Authentifizierung ist eines der Hauptprobleme der IT, seit es die Mehrbenutzerfähigkeit gibt. Die einfachste und am häufigsten umgesetzte Lösung ist die Authentifizierung mit einem Passwort. Leider hat diese Art der Authentifizierung ein massives Problem: Computer sind sehr gut darin, schwache Passwörter zu erraten und Menschen sind sehr schlecht darin, sich gut Passwörter zu merken. Aus diesem Grund kam man schon früh auf die Idee, etwas Zusätzliches zu verwenden: die Zwei-Faktor-Authentifizierung war geboren.

Was ist eine Zwei-Faktor-Authentifizierung?

Das ist ganz einfach: Es wird nicht nur eine Information abgefragt, sondern zwei. Im einfachsten Fall kommt zur Passwort-Authentifizierung noch eine zusätzliche Abfrage hinzu. Ein verallgemeinertes Beispiel, das jedem bekannt ist, ist die TAN-Liste, die für Überweisungen im Online-Banking eingesetzt wird.

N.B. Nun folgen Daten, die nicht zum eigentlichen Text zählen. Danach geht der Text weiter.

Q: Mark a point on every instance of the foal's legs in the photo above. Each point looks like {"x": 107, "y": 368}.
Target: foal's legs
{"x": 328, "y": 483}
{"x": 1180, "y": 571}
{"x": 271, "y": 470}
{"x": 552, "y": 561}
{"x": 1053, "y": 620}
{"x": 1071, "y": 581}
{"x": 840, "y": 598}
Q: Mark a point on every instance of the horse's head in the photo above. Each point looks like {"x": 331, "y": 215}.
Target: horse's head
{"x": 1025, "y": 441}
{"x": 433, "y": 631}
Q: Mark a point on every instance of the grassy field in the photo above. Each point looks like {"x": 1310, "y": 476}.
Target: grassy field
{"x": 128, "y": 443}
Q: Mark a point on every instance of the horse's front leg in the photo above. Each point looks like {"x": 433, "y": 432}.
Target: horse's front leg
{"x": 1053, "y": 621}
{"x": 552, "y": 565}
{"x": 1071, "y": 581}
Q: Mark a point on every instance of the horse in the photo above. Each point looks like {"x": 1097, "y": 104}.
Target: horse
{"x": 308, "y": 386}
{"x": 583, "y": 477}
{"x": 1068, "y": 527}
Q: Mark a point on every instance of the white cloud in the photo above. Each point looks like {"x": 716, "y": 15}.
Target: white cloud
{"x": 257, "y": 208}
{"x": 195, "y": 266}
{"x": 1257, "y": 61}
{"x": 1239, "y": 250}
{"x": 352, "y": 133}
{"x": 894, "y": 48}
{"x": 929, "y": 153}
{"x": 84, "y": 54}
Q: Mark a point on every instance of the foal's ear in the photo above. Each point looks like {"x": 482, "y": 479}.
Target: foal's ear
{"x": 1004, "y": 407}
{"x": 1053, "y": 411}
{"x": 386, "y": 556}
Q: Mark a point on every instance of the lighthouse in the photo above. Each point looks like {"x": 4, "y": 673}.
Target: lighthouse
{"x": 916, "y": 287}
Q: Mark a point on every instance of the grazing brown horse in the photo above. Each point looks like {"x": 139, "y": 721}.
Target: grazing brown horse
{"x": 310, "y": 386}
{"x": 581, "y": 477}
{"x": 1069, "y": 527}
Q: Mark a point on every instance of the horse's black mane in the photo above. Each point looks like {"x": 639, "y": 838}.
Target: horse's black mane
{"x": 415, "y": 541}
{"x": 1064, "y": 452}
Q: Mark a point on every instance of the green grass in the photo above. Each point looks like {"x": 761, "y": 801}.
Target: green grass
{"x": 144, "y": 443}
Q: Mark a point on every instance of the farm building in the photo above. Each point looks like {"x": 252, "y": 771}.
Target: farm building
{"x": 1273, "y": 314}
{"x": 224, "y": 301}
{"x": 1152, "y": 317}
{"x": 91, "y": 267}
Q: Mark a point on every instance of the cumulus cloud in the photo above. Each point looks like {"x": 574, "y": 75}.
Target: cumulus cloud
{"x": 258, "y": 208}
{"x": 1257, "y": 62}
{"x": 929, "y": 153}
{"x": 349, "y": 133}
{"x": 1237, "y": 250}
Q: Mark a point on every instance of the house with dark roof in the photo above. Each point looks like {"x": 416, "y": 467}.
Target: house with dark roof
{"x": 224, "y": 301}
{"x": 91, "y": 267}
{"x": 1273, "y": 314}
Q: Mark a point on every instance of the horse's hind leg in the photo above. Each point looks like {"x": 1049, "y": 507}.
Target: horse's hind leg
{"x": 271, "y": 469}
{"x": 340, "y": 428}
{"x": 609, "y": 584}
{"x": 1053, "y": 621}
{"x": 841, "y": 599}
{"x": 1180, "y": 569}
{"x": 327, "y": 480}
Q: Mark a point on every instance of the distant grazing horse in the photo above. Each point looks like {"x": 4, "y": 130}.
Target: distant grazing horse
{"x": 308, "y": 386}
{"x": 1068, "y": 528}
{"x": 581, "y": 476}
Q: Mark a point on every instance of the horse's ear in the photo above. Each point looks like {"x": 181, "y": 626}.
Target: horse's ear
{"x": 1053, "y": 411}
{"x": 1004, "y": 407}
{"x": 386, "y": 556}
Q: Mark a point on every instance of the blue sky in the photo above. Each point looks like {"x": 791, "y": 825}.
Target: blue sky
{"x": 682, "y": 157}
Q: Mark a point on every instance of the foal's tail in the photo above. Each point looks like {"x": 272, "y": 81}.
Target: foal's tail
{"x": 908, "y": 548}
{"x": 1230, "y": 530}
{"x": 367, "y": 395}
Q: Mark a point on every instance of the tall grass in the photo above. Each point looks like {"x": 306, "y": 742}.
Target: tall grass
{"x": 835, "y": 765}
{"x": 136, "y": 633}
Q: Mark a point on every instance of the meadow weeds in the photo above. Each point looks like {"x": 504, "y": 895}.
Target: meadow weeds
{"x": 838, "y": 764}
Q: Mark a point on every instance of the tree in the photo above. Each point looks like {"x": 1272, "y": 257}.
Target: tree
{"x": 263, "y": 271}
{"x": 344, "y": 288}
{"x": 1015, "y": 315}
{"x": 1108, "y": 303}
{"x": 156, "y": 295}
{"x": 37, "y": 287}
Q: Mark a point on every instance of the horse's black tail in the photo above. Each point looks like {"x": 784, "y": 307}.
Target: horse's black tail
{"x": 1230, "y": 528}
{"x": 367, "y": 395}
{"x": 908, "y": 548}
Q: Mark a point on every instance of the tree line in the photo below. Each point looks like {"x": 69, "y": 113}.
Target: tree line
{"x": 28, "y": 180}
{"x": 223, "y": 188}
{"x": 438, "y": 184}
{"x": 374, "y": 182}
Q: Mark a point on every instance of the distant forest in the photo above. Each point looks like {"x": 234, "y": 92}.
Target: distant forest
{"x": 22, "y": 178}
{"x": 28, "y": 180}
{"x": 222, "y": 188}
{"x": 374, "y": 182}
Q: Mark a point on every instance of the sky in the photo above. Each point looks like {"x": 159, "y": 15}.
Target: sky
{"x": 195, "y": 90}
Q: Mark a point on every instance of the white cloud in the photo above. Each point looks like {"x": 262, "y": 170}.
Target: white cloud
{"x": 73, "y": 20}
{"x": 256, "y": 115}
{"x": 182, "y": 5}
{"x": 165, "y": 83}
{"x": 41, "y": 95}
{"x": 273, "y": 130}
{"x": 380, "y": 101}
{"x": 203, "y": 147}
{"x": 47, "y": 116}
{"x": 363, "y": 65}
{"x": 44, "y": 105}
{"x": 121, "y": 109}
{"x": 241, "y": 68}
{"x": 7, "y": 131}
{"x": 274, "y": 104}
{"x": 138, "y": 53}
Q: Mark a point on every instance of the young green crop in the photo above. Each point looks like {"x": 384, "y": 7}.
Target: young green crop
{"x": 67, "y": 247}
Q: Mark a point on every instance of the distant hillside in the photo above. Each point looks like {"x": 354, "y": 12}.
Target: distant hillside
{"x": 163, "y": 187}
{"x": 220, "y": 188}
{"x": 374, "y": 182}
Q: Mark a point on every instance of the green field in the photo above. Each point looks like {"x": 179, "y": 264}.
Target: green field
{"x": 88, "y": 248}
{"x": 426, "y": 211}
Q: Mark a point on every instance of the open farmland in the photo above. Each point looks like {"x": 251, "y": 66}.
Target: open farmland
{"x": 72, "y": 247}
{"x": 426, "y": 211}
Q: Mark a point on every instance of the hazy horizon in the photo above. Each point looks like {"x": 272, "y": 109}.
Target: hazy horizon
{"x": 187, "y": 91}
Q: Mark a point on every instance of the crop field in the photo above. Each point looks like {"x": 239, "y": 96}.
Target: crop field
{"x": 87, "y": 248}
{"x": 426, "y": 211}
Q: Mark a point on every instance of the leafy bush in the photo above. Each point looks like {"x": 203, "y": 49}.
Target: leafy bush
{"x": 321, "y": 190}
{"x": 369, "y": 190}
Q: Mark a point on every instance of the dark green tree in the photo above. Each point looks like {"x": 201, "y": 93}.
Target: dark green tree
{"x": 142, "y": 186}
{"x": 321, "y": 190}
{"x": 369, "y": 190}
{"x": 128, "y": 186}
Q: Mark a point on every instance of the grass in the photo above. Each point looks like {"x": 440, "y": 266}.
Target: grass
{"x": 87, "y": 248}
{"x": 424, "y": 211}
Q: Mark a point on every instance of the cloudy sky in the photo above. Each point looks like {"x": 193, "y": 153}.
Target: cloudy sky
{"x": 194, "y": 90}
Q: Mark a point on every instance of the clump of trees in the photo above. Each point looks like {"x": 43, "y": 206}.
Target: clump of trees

Im Prinzip gibt es folgende Möglichkeiten, einen zweiten (oder gar dritten) Faktor auszuwählen:

  • Something you know: Das wäre beispielsweise das Passwort.
  • Something you have: Ein (Soft-)Token würde in diese Kategorie fallen. Auch Smartcard mit Zertifikaten ist denkbar.
  • Something you are: Hier kommen wir in den Bereich der Biometrie, also Fingerabdruck, Iris-Scan oder ähnliches.

Da wir in unserem Securai Blog vor allem an praktikablen und einfachen Lösungen interessiert sind, werden wir uns für die Zwei-Faktor-Authentifizierung auf „Wissen“ und „Haben“ konzentrieren.

Was sind die Anforderungen an den zweiten Faktor?

Um eine Zwei-Faktor-Authentifizierung sicher zu gestalten, sind ein paar Anforderungen zu erfüllen. Eine der wichtigsten ist dabei, dass die Generierung bzw. Anzeige des zweiten Faktors niemals auf dem Gerät erfolgen sollte, auf dem der Login stattfindet.

Das bedeutet: Läuft die TAN-Applikation auf dem gleichen Handy wie die Banking-App, besteht die Gefahr, dass eine Schadsoftware beide Software-Teile kontrolliert und damit beliebige Überweisungen ausführen kann.

Die zweite wichtige Anforderung ist, dass der zweite Faktor nicht erratbar oder ohne Zusatzwissen berechenbar sein darf. Das bedeutet konkret: Wenn ich einmal eine TAN erlangt habe, darf es keinen Weg geben, die nächste TAN zu berechnen.

Handelt es sich bei dem zweiten Faktor um einen Wert, der eingegeben werden muss, darf es immer nur einen Wert geben, der für den Login genutzt werden kann. Anders ausgedrückt: Unter keinen Umständen dürfen zwei unterschiedliche Werte zu einem erfolgreichen Login führen.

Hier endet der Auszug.